Bir annenin çocuğu şans eseri felçli doğduğunu düşün. Çocuğuna ömür boyu bakmak için işini bırakacak, tüm hayatını ona göre idame ettirecek. Çocuğun psikolojisini düşünün, "keşke ben ölsem de annem bana bakmakla uğraşmasa" diye her gün için için ağlayacak belki de depresyona girecek. Bu çocuğun yaşadığı ızdırabı düşünebiliyor musunuz? Gelin bu çocuğa ve annesine anlatın imtihanı şimdi.
Bu gibi "islamcı"lar yüzünden bizim dinimiz de lekeleniyor.
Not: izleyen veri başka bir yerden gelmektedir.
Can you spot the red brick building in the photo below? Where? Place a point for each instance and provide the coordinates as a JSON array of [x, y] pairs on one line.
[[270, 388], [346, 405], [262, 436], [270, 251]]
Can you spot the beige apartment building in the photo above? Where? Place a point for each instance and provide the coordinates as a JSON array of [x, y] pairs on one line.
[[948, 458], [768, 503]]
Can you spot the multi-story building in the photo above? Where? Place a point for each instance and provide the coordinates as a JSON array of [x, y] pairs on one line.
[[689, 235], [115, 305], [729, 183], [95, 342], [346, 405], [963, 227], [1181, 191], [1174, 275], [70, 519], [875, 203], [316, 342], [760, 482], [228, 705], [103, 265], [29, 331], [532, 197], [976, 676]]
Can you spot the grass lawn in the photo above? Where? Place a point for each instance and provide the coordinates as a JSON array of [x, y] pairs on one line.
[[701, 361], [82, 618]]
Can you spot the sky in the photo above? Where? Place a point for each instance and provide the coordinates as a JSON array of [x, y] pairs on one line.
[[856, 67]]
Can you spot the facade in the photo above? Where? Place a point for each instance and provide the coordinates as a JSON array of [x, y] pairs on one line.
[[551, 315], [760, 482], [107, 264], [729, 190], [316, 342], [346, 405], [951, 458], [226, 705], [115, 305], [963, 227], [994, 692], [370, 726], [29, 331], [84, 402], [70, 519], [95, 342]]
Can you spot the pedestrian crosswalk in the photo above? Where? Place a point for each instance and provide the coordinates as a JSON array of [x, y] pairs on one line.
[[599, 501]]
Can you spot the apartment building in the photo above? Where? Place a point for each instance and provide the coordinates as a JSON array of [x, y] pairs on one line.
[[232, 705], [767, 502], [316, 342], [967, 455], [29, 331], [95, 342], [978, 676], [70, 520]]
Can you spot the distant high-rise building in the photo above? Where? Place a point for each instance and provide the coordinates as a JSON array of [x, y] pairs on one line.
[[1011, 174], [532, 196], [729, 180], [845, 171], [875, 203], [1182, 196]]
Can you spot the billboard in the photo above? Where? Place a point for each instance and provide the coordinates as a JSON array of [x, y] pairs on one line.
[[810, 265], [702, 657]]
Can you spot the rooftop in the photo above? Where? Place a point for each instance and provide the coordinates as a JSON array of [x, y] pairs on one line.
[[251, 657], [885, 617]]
Kendi çıkarları için islamı batırıyorlar. Kafası çalışıp da hala bunları görmeyen, bu heriflerin eline düşen gençlere acıyorum.
Bahsettiğin kaos aslında var olan fizik yasalarının içinde işleyen bir düzenin parçası. Evrenin en küçük parçacığından galaksilerin devasa döngüsüne kadar her şey belirli yasalarla hareket eder. Bizim kaos olarak gördüğümüz şey çoğu zaman sadece anlayamadığımız bir düzenin karmaşık yüzü. Fizik yasaları rastgelelik barındırıyor gibi görünse de bu rastgelelik dahi belirli olasılıkların sınırları içinde işler. Evrenin enerjisi, kütlesi, zaman akışı, hepsi bir dengeye dayanır. İnsanın oluşum süreci de bu düzenin bir yansımasıdır. Embriyonik gelişim çevresel koşullara, genetik bilgilere ve biyolojik mekanizmalara bağlı olarak ilerler. Her hücrenin görevini bilmesi, milyarlarca gen kombinasyonunun doğru zamanda aktif hale gelmesi tesadüf değil, evrensel bir dengenin sonucu. Gen bozuklukları, hastalıklar, mutasyonlar gibi durumlar da bu düzenin dışına çıkmaz, doğanın kendini yenileme ve çeşitlilik üretme yollarıdır. Uyum sağlayamayan canlıların üreyememesi ya da nesillerinin tükenmesi de bir hata değil, yaşamın sürekliliğini koruyan doğal bir eleme mekanizmasıdır. İnsan ise sadece biyolojik bir varlık değildir. Bilinci, duyguları, vicdanı ve anlam arayışıyla evrenin farkına varan tek varlıktır. Kur’an’da sıkça geçen ölçü ve denge kavramları bu bütünlüğü vurgular.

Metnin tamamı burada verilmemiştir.